I wrote this on my blog almost exactly 3 years ago:
I prefer to think that I am more interested in the stories behind an album or an artist, but sometimes that story can be so hard to crack through indecipherable lyrics and shady phone interviews. I was really thinking about just the ability to find a journalism job where I can explore these things in-depth, where I can contribute days upon days to finding more out about people and situations and ideas in this world around me, and learn about the most efficient and interesting way to communicate these things back to the world.
 In the same entry, I also wrote this:
I'm sick of reading music blogs with literal reviews and lofty descriptions that don't mean anything, and don't have relevance to my life. I'm ready for the real. I want someone to make the comparison between the struggle of climbing mountains and the sound of an album. I want things to relate to my everyday life. I want the M.I.A album to remind me of that time I got an MRI.
It really freaks me out that I may have become the opposite of what I hoped to be as a journalist. As a music journalist, at least. When I wrote this entry, on 7/7/10, I wasn't working in journalism. I am now. I churn out cut and dry news stories for a local TV station. I do enjoy my job, and I feel creative freedom. I don't take it for granted for a second.

But when it comes to my creative writing passions, I fear that I have lost some of my eagerness and some of my earnestness. Even some of my post-college angst, where I was angry with the world, but that fueled my desire to strive for things.

I still remember this period of my life where I would isolate myself in my childhood room of my parent's house, listening to Cloud Nothings. I hated the world. I hated everything at that time. I was miserable and had little hope of finding a career that would satisfy me. It was that period of time that I think most college grads (with non-science/math degrees) face so much rejection that nearly all the hope is sucked out of you.
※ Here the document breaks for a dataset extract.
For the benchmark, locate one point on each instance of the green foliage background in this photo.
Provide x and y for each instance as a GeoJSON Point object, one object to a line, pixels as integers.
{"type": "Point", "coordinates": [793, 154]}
But back then I strived. Then I dedicated myself to spending hours, analyzing music, enjoying the creativity that would flow from my fingers when I wrote about it. Now, I go about my daily life, very rarely finding time to sit and think and ponder. And is it because I'm generally happy that my creative drive has flickered?

I don't really feel much pride in the reviews or music journalism I've written of late. Some of the spontaneity seems to be missing.

Gonna turn on some Cloud Nothings, I guess, and think.

Also, a sidenote: my blog analytics tell me that I have nearly 6,000 page views from Germany in the last week. WHAT?! Can someone please tell me what German site has linked to one of my posts? Because I'm puzzled.